Javier Traver wrote:
> Just three simple questions.
> 1. Threads or MPI, or others?
> I am completely new to threads, so I think my question is very simple
> (even silly or stupid for many of you). I am still browsing books about
> the subject just to discover if threads would be the appropriate choice
> for me. My interest in using threads is efficiency, i.e., using several
> processors to achieve speed-up. I do not know whether threads are
> better/worse than other choices such as MPI or VPM, etc. How should one
> know which option is best? Does this depend on the particular problem
> one wants to parallelize? Or on the available hardware?
Yes to both.
First, what do you want to "speed up"? The most common definition is that
you want to use more than 1 unit of CPU per unit time -- parallel
processing. If that's what you mean, you'll get no benefit from threads on
a uniprocessor machine becauser there IS only one unit of CPU per unit
time. On the other hand, with MPI you can exploit two uniprocessors, or run
two processes on a dual processor system. MPI, therefore, provides
flexibility. (Though MPI still won't help if you have only ONE
uniprocessor.)
If your application involves frequent fine-grain communication between
computational units, you'll get far more speed-up in a well designed
threaded application than in a well designed MPI application. (Though one
can also argue that this is meaningless because a well designed MPI
application doesn't communicate that way!)
Whereas most people won't get near a single computer with more than 8 or so
CPUs, lots of people can find networks with tens of computers they can
access -- so in that sense MPI may be more widely applicable at high
scaling factors.
If carefully crafted, a threaded application's threads can efficiently
communicate with high bandwidth and frequency -- but you need to worry
about locking and cache line thrashing.

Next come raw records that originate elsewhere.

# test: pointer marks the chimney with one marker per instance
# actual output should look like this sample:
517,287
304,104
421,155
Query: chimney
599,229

On the other hand, you can share
data using ordinary language and OS concepts like pointers, heap, and even
static or extern data, which gives you a lot of power -- and
responsibility.
There's really no one right answer. Even for a given well-defined problem
you can usually structure the solution either way.
Sometimes the best answer, in fact, is: "both". That is, you may want to
distribute coarse-grain large jobs through MPI across a network, while each
individual node that happens to be a multiprocessor may exploit local
threading to parallelize its own piece of the job. (And sometimes the best
answer is: "neither". Some jobs are so communication-bound that they're
inherently serialized and the overhead of either threads or MPI is a total
waste of resources. For a degenerate example, the classic "Hello world"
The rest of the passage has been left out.